Being negative is too easy. At a certain point I realised that pointing at things and saying what’s bad about them and shrugging because, well, didn’t I expect this to be bad (everything’s bad, right?) - that’s easy. Easy to do and easy to mistake for an engineering mindset that can spot deficiencies and worst cases (which it is not).
What’s hard is seeing things for what they could be, what’s beautiful about them. Encouraging ideas even when they’re barely something to talk about. Creating and fostering joy. That’s challenging.
So at some point I decided I had enough and tried to do the challenging thing. So far it’s served me well.
Every dial at 100% all the time doesn’t work
I can’t do everything equally well all the time. I can’t write a book and make progress in my career and be a great father and set PRs in the gym and read two books. It won’t work for more than one or two weeks. It’s not sustainable.
Now I let my interests take turns: when I want to make progress on a specific thing, I focus on that for a while and accept that the other things have to go into maintenance mode.
Code has mass
Code has mass. Every additional line of code you don’t need is ballast. It weighs your codebase down, making it harder to steer and change direction if you need to. The less code you need, the better.
Code has to be read, it has to be tested, it has to be kept compatible, it has to stay secure, it has to keep working. Even if it’s not doing any useful work. It doesn’t hurt having it around, does it? Yes, it does. Delete it and move on. If necessary, restore from version control.
The same is true for tests, which I’ve only learned too late.
Programming as a part of my life
Ever since I started as an intern I spent a considerable amount of time outside of work on programming: reading technical books, writing books, working on sideprojects, writing blog posts, giving talks, traveling to conferences, learning new languages and tools.

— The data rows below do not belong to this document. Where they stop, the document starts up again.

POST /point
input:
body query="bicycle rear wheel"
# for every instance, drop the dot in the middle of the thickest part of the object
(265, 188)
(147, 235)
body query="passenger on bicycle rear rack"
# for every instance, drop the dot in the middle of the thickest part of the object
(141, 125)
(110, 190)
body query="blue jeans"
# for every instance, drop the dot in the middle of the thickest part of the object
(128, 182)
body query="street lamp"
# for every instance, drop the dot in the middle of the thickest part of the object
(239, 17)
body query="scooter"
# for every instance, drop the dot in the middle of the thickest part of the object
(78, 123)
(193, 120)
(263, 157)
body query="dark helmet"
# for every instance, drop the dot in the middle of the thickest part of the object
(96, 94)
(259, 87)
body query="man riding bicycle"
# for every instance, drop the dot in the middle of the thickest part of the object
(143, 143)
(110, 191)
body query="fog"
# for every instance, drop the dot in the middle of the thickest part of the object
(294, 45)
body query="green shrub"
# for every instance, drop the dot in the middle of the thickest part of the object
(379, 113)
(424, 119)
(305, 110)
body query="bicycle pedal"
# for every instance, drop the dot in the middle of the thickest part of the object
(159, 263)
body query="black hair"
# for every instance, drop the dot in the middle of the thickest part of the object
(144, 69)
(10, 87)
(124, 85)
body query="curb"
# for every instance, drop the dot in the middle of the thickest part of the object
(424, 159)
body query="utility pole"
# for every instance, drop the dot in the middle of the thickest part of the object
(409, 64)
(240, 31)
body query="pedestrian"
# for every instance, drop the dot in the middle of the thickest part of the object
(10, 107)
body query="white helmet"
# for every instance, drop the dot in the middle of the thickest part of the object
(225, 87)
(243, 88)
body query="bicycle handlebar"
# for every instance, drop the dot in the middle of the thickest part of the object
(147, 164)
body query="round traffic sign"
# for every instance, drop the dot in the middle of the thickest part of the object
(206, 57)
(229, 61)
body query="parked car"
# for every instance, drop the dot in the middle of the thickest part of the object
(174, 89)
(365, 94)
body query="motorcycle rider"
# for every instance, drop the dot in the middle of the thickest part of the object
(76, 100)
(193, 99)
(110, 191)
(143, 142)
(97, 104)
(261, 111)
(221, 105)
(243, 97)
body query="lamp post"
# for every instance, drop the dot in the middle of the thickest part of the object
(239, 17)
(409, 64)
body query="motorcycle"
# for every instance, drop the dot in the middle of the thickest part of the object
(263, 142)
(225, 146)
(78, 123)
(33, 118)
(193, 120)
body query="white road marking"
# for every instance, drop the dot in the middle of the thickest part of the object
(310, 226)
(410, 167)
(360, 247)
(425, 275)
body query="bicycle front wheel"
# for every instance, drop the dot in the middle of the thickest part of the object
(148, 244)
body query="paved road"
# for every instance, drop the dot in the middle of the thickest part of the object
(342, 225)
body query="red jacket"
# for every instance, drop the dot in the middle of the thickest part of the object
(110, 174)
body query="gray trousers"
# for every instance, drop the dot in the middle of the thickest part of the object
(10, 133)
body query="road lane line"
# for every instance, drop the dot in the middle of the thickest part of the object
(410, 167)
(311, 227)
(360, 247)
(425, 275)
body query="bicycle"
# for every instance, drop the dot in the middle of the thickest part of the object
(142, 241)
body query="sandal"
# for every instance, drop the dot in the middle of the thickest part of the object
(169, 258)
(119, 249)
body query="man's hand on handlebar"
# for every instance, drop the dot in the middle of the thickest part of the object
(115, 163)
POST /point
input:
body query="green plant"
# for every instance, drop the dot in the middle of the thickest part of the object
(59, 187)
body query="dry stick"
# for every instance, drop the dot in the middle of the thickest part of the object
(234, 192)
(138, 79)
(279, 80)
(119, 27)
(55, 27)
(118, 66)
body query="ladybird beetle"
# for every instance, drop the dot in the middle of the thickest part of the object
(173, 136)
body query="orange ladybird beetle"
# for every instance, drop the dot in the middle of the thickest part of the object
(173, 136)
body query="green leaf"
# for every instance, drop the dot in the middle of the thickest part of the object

That some companies don’t care about your college degree if you can demonstrate that you’re really good at programming was fuel for me for years.
I enjoy spending time on programming outside of work, but not all the time. Some of it feels like work. It takes effort to read some technical books. But some things don’t have to feel good while you’re doing them.
My career would be completely different if I had only programmed and learned about programming at my day job.
Computers are fast
Building web applications made me think that 100ms is fast and that 50ms is really fast. Writing a compiler has taught me that 1ms is an eternity for a modern computer.
I still love programming very much
Some of what I wrote can be interpreted as me having grown cynical over the years. I mean: nothing matters and perfection is unachievable? Come on.
But it’s the opposite. I still care. I care very much. But I care about fewer things and I still love programming very much.